Dès son entrée dans ce qui allait servir de dorénavantielle demeure, tout de suite, Coco se sentit le coeur envahi d’une immense nostalgie, ses petits yeux ronds se voilèrent comme d’une taie de mort, et de longs frissons secouèrent la polychromie magnifique de son ardent plumage.

Jamais le Brésil, son natal Brésil, ne lui avait paru loin comme à cette minute-là! On lui aurait demandé d’évaluer la distance qui séparait cette petite ville du Nord de Rio de Janeiro, qu’il n’aurait, certes, point su fixer un chiffre même approximatif, mais n’empêche que c’était bigrement loin!

Pendant la traversée, le temps n’avait point, à Coco, semblé trop long: très gâté par le matelot son maître, gorgé d’un tas de bonnes graines et de fruits succulents embarqués au pays, Coco manifestait sa vive reconnaissance de toutes ces gentillesses par sa vive assiduité à l’étude de la blasphémologie française et maritime.

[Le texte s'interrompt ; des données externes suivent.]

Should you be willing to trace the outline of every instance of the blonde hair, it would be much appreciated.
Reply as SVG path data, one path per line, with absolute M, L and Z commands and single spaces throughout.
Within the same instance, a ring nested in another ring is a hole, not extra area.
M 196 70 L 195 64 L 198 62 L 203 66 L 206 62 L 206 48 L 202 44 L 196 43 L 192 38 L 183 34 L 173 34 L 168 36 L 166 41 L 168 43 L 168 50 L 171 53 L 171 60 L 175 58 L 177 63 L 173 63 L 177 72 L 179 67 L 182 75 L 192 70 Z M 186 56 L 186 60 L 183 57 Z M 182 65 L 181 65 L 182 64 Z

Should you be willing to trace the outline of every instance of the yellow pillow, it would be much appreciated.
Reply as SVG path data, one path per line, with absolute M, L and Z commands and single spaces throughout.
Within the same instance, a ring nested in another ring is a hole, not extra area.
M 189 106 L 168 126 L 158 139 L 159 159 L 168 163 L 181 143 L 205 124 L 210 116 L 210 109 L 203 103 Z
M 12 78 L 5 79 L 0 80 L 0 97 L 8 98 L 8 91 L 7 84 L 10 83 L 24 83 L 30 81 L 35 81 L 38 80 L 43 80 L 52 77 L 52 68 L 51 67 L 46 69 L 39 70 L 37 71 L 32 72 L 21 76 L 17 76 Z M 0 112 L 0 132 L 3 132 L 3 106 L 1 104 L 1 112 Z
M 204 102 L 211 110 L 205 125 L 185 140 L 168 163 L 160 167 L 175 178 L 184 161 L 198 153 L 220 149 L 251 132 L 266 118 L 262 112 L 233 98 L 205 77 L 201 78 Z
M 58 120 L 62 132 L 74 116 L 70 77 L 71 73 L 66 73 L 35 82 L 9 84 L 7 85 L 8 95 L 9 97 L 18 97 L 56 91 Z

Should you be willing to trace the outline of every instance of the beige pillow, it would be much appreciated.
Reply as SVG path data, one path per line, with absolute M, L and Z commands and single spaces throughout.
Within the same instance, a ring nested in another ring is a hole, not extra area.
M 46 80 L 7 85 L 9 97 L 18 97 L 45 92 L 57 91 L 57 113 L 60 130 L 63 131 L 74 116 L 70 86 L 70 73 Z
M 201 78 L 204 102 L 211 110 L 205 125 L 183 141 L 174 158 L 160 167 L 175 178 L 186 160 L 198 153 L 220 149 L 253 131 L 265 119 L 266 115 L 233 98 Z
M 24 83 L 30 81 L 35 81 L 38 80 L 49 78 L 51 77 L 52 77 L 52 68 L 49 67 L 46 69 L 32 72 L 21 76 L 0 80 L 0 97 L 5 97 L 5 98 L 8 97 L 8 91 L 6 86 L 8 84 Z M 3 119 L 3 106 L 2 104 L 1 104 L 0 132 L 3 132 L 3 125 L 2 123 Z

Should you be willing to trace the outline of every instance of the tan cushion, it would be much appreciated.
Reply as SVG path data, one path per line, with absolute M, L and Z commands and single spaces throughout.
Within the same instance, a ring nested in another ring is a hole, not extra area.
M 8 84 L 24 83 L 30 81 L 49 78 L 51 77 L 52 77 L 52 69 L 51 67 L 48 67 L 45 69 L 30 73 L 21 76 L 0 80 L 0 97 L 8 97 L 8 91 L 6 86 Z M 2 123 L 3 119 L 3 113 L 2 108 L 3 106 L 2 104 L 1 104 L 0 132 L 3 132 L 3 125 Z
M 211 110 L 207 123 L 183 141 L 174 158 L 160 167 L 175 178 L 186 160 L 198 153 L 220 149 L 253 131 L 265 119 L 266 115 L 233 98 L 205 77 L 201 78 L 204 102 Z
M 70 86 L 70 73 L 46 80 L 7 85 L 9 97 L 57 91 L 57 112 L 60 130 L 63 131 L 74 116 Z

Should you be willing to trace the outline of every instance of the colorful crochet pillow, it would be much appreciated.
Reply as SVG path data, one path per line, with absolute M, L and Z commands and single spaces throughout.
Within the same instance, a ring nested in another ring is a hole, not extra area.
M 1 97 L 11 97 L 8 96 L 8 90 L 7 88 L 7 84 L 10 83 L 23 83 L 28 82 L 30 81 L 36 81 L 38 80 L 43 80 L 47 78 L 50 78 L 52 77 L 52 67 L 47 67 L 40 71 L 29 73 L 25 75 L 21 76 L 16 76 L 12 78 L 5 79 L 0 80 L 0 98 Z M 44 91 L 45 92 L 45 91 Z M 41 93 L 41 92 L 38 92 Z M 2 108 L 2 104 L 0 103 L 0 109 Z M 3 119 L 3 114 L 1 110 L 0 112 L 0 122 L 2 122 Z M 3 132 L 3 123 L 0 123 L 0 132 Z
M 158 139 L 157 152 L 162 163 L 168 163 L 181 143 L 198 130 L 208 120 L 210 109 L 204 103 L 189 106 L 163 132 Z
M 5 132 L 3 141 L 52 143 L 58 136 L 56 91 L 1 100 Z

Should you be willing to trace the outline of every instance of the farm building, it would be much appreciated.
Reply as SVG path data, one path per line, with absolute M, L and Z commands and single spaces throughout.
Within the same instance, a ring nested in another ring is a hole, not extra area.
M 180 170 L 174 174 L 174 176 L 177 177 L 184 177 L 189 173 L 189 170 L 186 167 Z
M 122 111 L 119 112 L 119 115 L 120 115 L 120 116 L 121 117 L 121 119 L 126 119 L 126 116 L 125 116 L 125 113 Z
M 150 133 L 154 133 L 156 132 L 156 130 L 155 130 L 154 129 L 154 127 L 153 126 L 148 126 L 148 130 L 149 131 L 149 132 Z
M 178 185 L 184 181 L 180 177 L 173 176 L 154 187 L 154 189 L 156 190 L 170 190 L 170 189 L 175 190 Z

Les mauvais jours commencent dès le débarquement à Dunkerque, grand port marchand, dont Coco intarissablement huché sur l’épaule de son bambocheur de patron, n’est pas, hélas! long à connaître les plus mal famés endroits.

Coco est sobre, Coco est chaste, et, précisément, les maisons d’où il ne sort, pour ainsi dire, pas, ne sont qu’estaminets et débauchoirs plus néfastes encore.

Puis, c’est la séparation.

Entièrement ruiné par tant de successives orgies, l’homme de mer en est réduit à bazarder son volatile compagnon.

À la vue du nouveau patron, la première impression de Coco n’est pas trop défavorable: un gros homme commun, d’aspect athlétique et de verbe jovial; autant celui-là qu’un autre, quoique l’ère des forêts vierges semble, aux yeux du pauvre déraciné, irrévocablement close.

Mais devant la petite cage au sein de laquelle on tente de l’enfermer, Coco ne veut rien savoir, Coco piaille, Coco dévide à tue-tête tout son répertoire sacrilège, Coco hérisse ses ailes: en un mot, Coco n’est pas content.

Son nouveau maître le calme du mieux qu’il peut, et c’est sur l’assurance formelle que la cage maudite enclora Coco durant les quelques seules heures de chemin de fer, après quoi le joyeux perchoir! que Coco consent à intégrer sa prison de fil de fer...

« Où diable vais-je? s’inquiète en lui-même Coco. Vers quels nouveaux parages me conduit mon aveugle destinée? »

Pas de veine, mon pauvre Coco!

Pas de veine! Toi, qui as si fort pris en grippe les estaminets dunkerquois, c’est dans un estaminet, un affreux estaminet de sombre petite ville usinière que maintenant se déroulera ta vie d’exilé!

Ah! oui, il est loin, ton vieux Brésil! Tu peux le dire!